Bayesian network analysis is a relatively simple approach toward modeling complex situations that could be particularly useful when quantitative information is limited and/or when the adverse outcome of concern could be caused by multiple pathways. This is true especially when other modeling approaches are not feasible. Like graphical representations of AOPs, a quantitative AOP Bayesian network (qAOPBN) model is a causal network in which molecular initiating events, key events, and adverse outcomes are represented by nodes whose activity can be measured, for example by an in vitro assay, and whose edges represent causal relationships between nodes (Figure 4). The probability that an upstream node(s) will activate or inactivate a downstream node is defined experimentally or by expert judgment informed by available data and literature and summarized in probability tables associated with each node (Figure 4). Depending on the available information, a qAOPBN can have a high level of uncertainty, which may be acceptable depending on the application and question to be answered.

Figure 4.

Figure 4

Scheme of a hypothetical binary adverse outcome pathway (AOP) Bayesian network. Tables associated with nodes describe the probability that a node (molecular initiating event [MIE], key event [KE], or adverse outcome [AO]) is active or inactive given the state of the upstream nodes. The final output of the model is the probability that an adverse outcome is active or inactive.

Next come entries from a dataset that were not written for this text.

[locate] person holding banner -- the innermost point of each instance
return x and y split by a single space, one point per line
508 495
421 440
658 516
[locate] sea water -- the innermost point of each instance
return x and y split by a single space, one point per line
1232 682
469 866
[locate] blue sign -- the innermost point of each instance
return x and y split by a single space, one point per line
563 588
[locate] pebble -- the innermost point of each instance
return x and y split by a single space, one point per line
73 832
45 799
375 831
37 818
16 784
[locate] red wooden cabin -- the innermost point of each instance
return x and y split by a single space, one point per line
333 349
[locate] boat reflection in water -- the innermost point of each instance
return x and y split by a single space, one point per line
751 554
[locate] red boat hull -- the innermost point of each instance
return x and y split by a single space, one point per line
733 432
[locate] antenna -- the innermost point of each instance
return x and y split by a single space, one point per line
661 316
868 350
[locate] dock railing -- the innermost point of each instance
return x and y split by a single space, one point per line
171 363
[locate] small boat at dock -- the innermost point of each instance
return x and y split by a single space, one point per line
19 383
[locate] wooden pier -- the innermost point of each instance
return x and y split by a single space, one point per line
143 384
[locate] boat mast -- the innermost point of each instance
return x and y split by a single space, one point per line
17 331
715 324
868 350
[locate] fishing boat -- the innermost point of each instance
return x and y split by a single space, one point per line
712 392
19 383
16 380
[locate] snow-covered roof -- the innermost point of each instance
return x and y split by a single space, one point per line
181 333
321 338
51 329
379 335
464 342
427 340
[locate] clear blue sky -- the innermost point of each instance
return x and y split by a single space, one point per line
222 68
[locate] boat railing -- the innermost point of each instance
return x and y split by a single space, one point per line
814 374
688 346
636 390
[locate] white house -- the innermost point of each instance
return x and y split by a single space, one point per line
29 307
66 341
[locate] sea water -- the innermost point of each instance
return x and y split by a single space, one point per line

A qAOPBN uses information on the activation of each node across the network to model the potential for a chemical to cause the adverse outcome. For example, Jaworska et al. (2013) and Pirone et al. (2014) used a Bayesian network approach to screen chemicals for the potential to cause skin sensitization by integrating event measurements from in vitro assays and computational models to estimate the potency of a chemical to cause skin sensitization. The different assays were related to the AOP for skin sensitization (Organisation for Economic Co‐operation and Development 2012). For each assay, thresholds were defined such as a 150% induction of a cell surface marker or a 50% viability reduction in keratinocytes. In silico data such as the presence of a certain structural alert or predicted activity were considered as well. The data were finally used to derive an integrated testing strategy with a Bayesian network, and probabilities were determined by analysis of a dataset of 124 chemicals.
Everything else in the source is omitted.